Tilus and his friends had survived.
AJ’s men had not.
They collapsed in their apartment, tired, exhausted. Ben leaned against the wall and exhaled a shaky breath that he tried to pass as a chuckle. “Guy hit like a toddler,” he grunted, gently pressing against his bruised ribs with a wince. “I’m fine.”
“Liar,” Jasmine muttered, tearing cloth into makeshift bandages. She kneeled beside him, her hands trembling slightly as she wrapped the gauze around his side.
Neither of them said it. The moment when Ben had shielded her, diving into the path of that thing’s tendrils. She would’ve died. She still saw it—those empty eyes, the spiral jaw, the raw hunger of the Bloodfeaster. Even now, the image clung to her like oil.
Tilus stood by the window, watching the night bleed into silence. His fists were clenched. "We made it out this time," he said, voice low. "But tomorrow..." He didn’t need to finish. The next Stage was in twelve hours. He turned to them, eyes sharp. "Rest while you can. Stage One starts tomorrow—and if today was the preview, then hell’s curtain call is next."

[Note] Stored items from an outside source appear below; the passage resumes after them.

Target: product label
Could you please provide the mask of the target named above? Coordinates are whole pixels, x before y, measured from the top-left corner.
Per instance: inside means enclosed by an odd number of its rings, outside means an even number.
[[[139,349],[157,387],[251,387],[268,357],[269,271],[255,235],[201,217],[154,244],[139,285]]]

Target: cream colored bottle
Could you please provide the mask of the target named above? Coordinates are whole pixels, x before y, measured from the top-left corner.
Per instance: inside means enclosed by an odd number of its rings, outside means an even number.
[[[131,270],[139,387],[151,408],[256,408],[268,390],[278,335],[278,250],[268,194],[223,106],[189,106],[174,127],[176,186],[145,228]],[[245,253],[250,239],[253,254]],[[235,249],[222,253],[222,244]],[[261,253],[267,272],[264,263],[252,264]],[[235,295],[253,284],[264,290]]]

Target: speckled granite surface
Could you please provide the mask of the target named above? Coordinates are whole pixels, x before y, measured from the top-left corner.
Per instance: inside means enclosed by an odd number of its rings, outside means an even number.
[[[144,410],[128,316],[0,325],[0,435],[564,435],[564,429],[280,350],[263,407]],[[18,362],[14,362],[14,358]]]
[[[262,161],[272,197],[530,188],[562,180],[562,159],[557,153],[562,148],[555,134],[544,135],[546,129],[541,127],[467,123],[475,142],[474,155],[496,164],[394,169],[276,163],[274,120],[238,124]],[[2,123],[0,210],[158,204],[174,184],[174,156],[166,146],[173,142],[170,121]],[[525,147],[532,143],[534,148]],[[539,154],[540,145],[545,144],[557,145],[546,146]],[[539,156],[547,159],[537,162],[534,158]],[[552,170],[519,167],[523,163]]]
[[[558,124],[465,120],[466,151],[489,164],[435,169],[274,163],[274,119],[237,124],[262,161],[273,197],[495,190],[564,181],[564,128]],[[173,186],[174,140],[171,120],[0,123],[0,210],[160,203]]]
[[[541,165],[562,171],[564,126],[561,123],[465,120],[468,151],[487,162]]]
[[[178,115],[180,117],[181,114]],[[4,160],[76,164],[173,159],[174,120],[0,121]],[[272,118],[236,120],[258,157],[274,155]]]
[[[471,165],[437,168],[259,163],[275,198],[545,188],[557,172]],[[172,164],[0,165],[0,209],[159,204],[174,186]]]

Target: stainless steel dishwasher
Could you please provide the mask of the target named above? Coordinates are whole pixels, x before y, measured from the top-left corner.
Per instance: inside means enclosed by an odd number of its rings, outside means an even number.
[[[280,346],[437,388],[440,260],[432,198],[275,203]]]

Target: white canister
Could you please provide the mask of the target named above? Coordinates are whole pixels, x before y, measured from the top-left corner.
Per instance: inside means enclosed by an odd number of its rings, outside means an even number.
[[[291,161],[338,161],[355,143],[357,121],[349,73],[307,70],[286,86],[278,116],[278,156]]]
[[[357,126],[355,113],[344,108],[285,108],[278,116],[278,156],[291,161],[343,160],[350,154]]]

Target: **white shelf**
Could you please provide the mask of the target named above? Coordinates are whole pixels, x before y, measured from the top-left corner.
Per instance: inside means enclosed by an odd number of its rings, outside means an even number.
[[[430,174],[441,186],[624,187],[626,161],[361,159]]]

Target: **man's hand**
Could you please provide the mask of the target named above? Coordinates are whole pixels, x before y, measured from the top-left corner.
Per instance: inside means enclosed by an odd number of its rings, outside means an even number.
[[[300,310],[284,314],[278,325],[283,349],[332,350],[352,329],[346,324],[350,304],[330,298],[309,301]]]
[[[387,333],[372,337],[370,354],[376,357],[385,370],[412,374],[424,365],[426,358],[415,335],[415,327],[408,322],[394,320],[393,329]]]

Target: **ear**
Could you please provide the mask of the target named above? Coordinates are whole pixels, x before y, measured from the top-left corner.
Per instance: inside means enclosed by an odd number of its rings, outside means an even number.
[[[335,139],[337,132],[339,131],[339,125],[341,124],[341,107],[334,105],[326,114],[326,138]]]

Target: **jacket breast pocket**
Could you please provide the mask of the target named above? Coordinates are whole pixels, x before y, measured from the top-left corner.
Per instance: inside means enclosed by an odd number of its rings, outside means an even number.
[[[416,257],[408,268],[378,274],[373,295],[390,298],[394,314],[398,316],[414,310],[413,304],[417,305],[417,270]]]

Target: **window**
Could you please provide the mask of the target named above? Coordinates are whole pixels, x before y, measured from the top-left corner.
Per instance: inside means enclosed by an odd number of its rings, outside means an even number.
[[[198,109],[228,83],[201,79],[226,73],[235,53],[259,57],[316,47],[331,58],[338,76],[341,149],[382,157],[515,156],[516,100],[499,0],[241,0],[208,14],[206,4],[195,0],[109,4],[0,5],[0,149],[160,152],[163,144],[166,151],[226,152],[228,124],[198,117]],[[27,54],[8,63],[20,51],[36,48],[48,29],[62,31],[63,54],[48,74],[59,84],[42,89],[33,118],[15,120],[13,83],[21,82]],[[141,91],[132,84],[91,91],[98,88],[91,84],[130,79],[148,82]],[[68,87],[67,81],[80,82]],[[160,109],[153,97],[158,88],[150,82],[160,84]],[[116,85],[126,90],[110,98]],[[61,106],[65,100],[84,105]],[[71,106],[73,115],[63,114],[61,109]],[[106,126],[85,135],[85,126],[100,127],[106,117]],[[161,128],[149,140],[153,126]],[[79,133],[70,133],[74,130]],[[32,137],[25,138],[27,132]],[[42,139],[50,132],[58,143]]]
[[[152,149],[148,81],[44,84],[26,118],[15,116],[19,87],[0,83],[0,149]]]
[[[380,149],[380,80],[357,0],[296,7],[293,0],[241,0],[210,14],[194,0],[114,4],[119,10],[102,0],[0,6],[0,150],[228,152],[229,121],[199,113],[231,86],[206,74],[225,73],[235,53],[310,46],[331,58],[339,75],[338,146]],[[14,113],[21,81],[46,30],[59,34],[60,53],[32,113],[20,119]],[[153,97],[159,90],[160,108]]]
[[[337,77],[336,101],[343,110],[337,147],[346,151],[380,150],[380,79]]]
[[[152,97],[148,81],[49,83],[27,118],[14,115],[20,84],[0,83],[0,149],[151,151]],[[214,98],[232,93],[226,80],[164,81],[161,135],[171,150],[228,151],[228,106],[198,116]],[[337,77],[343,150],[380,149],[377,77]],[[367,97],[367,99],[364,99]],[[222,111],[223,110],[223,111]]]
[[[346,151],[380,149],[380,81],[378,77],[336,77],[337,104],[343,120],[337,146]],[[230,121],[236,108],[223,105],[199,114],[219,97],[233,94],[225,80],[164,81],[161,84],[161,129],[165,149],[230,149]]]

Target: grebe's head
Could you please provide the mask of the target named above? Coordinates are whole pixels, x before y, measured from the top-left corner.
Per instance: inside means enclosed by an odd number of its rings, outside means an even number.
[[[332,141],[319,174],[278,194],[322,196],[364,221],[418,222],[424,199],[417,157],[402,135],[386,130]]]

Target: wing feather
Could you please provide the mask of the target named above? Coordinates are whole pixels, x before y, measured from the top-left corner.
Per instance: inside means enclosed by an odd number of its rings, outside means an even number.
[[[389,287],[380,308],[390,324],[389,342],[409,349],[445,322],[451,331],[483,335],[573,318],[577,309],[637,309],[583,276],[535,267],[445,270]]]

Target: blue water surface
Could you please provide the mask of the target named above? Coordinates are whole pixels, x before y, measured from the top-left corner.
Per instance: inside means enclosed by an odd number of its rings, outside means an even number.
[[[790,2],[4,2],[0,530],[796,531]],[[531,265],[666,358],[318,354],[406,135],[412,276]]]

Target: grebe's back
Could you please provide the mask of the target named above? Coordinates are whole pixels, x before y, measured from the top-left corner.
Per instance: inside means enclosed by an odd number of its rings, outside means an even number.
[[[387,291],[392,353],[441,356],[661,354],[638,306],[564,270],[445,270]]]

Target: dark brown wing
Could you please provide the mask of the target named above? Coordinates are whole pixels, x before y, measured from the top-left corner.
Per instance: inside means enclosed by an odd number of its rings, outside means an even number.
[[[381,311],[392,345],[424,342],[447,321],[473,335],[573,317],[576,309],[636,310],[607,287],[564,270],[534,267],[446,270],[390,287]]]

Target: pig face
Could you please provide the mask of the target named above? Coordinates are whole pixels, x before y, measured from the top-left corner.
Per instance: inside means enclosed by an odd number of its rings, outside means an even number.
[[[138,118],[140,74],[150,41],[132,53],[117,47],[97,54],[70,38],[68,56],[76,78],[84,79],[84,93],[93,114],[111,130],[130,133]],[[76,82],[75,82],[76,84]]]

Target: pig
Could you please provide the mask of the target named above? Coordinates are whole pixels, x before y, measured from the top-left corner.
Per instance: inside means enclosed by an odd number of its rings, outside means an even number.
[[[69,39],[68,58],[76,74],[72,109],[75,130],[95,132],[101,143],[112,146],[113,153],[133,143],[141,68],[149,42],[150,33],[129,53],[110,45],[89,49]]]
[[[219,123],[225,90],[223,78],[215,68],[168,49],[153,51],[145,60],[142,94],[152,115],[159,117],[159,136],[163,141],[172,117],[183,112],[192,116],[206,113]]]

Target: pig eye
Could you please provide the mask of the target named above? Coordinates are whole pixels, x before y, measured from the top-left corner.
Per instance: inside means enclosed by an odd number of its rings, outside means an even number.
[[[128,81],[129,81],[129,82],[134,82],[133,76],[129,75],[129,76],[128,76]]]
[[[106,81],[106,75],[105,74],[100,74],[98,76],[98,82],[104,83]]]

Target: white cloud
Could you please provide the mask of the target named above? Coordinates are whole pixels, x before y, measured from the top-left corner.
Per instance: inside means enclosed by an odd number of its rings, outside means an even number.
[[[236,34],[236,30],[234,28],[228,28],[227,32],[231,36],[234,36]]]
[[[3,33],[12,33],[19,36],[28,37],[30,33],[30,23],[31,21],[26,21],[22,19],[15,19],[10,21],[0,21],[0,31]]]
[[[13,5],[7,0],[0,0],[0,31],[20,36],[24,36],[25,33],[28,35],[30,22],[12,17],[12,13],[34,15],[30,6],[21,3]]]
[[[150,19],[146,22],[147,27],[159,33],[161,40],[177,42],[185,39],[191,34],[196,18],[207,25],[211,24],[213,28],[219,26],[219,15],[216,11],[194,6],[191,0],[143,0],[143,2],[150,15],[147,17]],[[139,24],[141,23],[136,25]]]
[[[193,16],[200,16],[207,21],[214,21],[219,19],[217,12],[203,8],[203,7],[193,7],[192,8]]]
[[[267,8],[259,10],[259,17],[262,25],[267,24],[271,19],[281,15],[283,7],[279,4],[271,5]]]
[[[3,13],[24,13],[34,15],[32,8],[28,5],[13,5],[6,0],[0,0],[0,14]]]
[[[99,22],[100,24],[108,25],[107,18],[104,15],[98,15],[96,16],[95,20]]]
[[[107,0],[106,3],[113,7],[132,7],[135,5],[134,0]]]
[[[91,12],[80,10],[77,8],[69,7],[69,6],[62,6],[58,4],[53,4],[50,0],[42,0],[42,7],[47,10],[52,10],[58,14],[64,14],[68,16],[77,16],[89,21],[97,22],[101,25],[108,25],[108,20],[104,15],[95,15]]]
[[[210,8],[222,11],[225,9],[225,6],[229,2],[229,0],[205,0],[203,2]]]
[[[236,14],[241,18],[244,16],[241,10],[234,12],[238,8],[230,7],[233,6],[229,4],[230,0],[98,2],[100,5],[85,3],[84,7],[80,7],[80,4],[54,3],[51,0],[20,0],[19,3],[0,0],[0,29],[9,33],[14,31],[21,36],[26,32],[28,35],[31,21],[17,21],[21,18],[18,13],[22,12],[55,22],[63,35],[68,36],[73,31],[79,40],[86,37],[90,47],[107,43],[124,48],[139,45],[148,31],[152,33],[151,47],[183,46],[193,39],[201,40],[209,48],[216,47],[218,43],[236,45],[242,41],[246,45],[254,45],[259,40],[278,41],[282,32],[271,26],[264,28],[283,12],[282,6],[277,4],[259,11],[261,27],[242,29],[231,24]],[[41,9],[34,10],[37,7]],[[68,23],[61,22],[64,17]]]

No one argued. They all knew it was luck that they managed to escape. Tomorrow will be harder than today. Would they survive this? Tilus spends time in the dark corner of his room reading the journal again to prepare.
Unseen by the group, AJ dragged himself through the mud, his left arm ending in a cauterized stump. The Bloodfeaster had taken the rest.
“Boss…” A wheeze came from the bushes—one of his men, gutted and bleeding out.
AJ didn’t slow. “Should’ve been faster.”
“Please…” A whimper. A wet gurgle. Then silence.
AJ clutched the charred photo in his remaining hand as he escaped: his brother, standing beside him with a bright smile, the very person who brought him to survive as he ran away with his life. He thought he could protect his younger brother even though the world was chaotic. Now, he’d failed because of them.
“Those brats,” he rasped to the uncaring night. Blood dripped from his stump, watering the hate taking root in his chest. “This is all your fault.”